Like many other small languages the world over, Arapesh is endangered. In the coastal Arapesh area, young adults have only passive competence in the language, and their children have hardly any knowledge of their ancestral tongue at all. Arapesh villagers instead use PNG’s creole lingua franca, Tok Pisin, as the medium of daily life. I discuss the cultural basis for Arapesh language shift in Dobrin 2014. Recognizing the extent to which linguistic and cultural change is happening in Arapesh communities has had a profound impact on the work that I do.

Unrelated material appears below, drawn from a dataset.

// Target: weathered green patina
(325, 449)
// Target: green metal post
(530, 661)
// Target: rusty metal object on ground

Most directly, I have become engaged in language documentation and description. In collaboration with UVA's Institute for Advanced Technology in the Humanities, and with support from the NSF/NEH Documenting Endangered Languages program, I created the Arapesh Grammar and Digital Language Archive, an archive of Arapesh linguistic and cultural materials. The archive incorporates dozens of Arapesh audiorecorded and transcribed texts that I continue to integrate with a lexicon, and I developed a transcript player to play the synchronized video/audio and text online (Dobrin and Ross 2017). I am also in the process of digitally preserving a set of Bukiyip Arapesh texts that were collected by the missionary linguist Robert Conrad in the 1970s. I am currently working on a digital edition the History of Wautogik Village, a project that is meant to serve both scholarly and community goals. The History of Wautogik Village was written in English by Arapesh lawyer, philosopher, and statesman Bernard Mullu Narokobi (1943-2010) in order to preserve knowledge about his people and their culture and history. My effort to publish the manuscript forms part of a wider project to understand and disseminate the work of this important indigenous thinker and author (Dobrin 2020; Dobrin and Golub 2020).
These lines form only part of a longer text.